Edito n°4: Conquérir les âmes

La présentation du nouveau modèle de développement au chef de l’Etat a donné lieu à une série de commentaires, allant du dithyrambique au plus acerbe. Et si le texte est clairement en deçà des ambitions royales, telles que formulées dans le discours ayant donné lieu à cette initiative, il résume de manière assez synthétique les problématiques structurelles qui empêcheront le Maroc d’accomplir l’ambition qui est la sienne sur les 15 prochaines années. Les propositions, elles, sont beaucoup plus décevantes… 

Avant d’attaquer directement la question, je m’en vais vous raconter l’histoire de Selçuk Bayraktar, ingénieur, businessman et philanthrope turc. Si vous êtes initiés quelque peu à l’armement moderne, vous reconnaîtrez le nom. Oui, l’homme est à l’origine de la conception des premiers modèles de drones turcs, les fameux Bayraktar TB1 . Une technologie qu’il a importée à son pays, à la fin des années 2000, après en avoir acquis la maîtrise au au Massachusetts Institute of Technology (MIT), où il a accompli ses études. Aujourd’hui, le TB1 et son modèle évolué le TB2 font partie des modèles de drones les plus achetés au monde (le Maroc en a d’ailleurs également fait l’acquisition le mois dernier), et surtout, il sont l’un des piliers de la force de frappe militaire turc. 

Pourquoi cette histoire, me diriez-vous ? 

Combien de versions marocaines potentielles de Bayraktar avons-nous ? Plusieurs milliers. Des inventeurs, des chercheurs dans les plus grands instituts de recherche du monde, des ingénieurs hautement qualifiés qui font le bonheur des agences nationales étrangères. Mais à la seule différence près que le Maroc reste orphelin de ces cerveaux. Une saignée qui n’est pas nouvelle mais dont les effets hémorragiques pourraient être beaucoup plus dangereux sur le court terme que prévus. Car à l’heure où le Maroc envisage un redéploiement géopolitique, économique et politique d’ampleur, lequel lui a été en partie imposé par la conjoncture, c’est de ses cerveaux dont il a besoin le plus pour faire face à ces lendemains incertains. 
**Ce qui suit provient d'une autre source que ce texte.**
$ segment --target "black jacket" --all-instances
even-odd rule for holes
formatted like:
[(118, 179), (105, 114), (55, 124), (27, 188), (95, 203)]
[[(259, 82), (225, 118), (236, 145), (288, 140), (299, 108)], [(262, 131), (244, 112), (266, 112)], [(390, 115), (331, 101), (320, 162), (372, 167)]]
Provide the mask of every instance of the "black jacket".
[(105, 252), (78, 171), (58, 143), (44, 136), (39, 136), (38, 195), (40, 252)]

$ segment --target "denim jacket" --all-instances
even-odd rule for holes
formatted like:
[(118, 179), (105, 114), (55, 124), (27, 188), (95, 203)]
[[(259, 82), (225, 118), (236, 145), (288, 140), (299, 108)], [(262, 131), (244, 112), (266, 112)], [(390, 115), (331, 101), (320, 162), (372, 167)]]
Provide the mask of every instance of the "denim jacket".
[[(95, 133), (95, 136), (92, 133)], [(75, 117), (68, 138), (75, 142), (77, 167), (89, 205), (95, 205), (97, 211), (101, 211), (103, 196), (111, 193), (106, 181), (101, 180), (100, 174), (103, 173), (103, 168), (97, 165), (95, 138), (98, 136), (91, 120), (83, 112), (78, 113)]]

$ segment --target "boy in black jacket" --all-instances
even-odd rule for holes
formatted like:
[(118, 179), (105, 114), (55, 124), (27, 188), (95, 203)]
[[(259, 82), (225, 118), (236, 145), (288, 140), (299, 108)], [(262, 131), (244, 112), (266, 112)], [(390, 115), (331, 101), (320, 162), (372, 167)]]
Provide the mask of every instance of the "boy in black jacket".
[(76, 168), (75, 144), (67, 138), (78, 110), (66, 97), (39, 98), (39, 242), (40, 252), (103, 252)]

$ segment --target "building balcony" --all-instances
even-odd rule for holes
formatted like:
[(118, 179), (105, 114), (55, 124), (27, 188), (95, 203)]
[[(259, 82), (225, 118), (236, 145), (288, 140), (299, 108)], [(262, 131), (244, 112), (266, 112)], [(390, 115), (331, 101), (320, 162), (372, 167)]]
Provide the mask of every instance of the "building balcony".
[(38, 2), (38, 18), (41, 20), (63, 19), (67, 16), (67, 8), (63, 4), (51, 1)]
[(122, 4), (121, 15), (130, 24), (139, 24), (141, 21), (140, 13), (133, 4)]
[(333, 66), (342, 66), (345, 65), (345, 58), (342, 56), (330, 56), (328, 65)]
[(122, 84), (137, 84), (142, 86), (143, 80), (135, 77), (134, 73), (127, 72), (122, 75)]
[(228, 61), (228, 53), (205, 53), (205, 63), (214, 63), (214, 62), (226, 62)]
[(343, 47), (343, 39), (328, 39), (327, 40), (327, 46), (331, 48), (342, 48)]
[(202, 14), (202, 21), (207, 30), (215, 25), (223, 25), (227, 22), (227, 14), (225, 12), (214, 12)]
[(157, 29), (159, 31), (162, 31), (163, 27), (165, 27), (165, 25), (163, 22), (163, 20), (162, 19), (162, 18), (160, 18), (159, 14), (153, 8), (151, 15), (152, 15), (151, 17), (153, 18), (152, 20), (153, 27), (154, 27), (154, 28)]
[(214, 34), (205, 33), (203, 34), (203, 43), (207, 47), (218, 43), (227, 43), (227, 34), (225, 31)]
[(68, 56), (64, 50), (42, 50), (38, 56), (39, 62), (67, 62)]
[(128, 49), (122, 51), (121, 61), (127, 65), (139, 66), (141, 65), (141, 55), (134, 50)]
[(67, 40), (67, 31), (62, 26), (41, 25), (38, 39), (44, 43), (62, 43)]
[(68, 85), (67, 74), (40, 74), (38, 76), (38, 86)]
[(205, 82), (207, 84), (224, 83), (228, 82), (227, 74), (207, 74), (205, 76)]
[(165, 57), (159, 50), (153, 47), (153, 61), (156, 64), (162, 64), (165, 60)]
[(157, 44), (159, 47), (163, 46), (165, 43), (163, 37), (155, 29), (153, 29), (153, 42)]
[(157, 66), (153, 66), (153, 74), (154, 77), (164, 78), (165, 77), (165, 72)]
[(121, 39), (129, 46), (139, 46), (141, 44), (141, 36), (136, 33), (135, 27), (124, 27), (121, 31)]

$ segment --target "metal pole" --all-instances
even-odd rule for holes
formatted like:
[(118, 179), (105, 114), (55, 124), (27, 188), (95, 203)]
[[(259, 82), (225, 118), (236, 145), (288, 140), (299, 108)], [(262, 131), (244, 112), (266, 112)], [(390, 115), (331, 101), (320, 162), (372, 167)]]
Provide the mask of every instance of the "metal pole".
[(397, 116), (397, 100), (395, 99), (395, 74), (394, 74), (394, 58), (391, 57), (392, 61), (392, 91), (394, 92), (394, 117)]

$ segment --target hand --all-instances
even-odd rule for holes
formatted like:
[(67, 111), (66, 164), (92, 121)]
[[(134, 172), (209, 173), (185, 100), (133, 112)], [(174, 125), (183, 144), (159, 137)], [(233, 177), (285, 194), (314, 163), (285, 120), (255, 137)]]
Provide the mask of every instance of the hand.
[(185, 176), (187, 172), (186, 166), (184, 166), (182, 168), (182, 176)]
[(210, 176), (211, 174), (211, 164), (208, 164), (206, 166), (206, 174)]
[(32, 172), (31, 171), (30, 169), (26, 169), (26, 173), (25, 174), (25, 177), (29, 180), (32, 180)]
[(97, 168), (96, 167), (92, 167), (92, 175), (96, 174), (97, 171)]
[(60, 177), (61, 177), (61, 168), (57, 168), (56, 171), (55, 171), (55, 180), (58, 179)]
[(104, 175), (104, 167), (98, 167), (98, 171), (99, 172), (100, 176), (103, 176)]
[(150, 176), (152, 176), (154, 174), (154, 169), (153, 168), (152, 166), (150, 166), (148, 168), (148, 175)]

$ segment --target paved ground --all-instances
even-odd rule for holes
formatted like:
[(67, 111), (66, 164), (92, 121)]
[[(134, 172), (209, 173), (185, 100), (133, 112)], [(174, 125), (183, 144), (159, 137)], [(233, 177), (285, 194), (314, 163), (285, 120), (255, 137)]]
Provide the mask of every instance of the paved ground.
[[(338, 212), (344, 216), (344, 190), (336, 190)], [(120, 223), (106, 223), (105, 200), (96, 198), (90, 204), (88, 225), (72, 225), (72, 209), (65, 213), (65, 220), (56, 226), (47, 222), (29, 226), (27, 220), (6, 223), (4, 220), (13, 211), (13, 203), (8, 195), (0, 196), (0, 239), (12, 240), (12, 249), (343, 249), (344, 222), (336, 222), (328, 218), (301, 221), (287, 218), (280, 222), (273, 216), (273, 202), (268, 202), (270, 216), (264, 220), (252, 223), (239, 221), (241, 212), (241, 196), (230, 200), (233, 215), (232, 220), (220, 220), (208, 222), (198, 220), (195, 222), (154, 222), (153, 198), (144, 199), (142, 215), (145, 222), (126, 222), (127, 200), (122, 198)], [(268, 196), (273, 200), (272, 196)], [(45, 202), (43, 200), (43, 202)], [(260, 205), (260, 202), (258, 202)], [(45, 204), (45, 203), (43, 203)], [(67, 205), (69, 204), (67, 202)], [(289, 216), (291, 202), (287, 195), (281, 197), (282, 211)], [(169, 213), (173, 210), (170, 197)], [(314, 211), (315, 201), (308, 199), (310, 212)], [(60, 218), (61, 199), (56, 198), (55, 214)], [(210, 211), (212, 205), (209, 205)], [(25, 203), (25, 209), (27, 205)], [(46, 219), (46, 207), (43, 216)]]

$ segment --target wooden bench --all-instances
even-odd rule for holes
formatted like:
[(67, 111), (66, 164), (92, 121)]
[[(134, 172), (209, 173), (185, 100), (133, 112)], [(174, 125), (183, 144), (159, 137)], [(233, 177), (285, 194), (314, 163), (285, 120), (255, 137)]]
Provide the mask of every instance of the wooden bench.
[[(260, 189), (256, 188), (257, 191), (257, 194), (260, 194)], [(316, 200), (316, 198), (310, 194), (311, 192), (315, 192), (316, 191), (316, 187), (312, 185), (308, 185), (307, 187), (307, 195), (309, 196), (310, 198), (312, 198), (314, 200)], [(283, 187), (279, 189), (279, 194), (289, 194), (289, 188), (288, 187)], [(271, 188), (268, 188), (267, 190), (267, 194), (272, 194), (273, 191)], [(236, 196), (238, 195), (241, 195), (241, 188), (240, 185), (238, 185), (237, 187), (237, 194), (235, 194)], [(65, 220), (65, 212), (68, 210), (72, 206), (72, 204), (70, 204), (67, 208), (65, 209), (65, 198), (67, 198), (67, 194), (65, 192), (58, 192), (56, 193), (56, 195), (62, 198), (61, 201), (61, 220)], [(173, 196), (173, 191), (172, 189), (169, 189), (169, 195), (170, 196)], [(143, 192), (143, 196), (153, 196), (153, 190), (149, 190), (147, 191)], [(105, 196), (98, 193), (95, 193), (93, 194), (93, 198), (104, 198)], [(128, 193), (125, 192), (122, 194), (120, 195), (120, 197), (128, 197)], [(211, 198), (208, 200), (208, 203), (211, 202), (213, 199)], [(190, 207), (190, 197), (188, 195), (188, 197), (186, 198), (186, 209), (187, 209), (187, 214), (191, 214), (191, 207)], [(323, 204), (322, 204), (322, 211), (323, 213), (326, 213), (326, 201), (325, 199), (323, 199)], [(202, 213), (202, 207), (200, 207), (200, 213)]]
Car la différence entre le Maroc et la Turquie actuelle ne réside pas seulement dans la puissance industrielle. Bien que critiquable, Erdogan a su insuffler une nouvelle idée nationale qui a permis l’histoire de Bayraktar. Le retour de ce dernier à sa terre natale n’est pas le fruit de l’opportunisme, il est de notoriété publique que l’homme est attaché à l’ottomanisme erdoganien et à la grandeur turc, c’est une âme au service de la Nation.  

Et cela reste une histoire parmi d’autres, mais qui ont toutes été à l’origine du saut qualitatif opéré par Ankara, qui de simple appendice de l’OTAN, est devenue une puissance régionale. Une ambition qui, toutes proportions gardées, est partagée par le Maroc.  Or, c’est là que le rapport présenté au Roi déçoit. Reparamètrage des agrégats économiques, traitement frivole des enjeux énergétiques, aucune critique de la politique monétaire, approche universaliste du champs culturel et quasiment aucune mention du patriotisme…Le texte donne l’impression, malgré ses centaines de pages, de rester dans l’écume des choses. 

Face aux enjeux qui se dressent devant lui, c’est d’une nouvelle théorie politique, d’une idéologie nationale, dont le Maroc a besoin. Celle-ci devra s’articuler sur la nécessité d’une reconquête de la souveraineté économique d’une part. Car disons-le, les années qui arrivent seront difficiles pour plusieurs catégories de la société, et leur faire miroiter le verbiage inclusif n’est clairement pas la solution. Et d’autre part, faire revivre la Tradition marocaine, et en faire sortir un logos propre et adéquat aux aspirations du peuple, et qui exclut toutes les catégories importées. Voilà comment redonner aux Marocains, chacun à son niveau, le désir de se sacrifier pour les générations futures, comment créer des Bayraktar marocains, et comment conquérir les âmes qui seules peuvent faire passer le Maroc d’un Etat post-colonial à la puissance régionale qu’il a toujours été.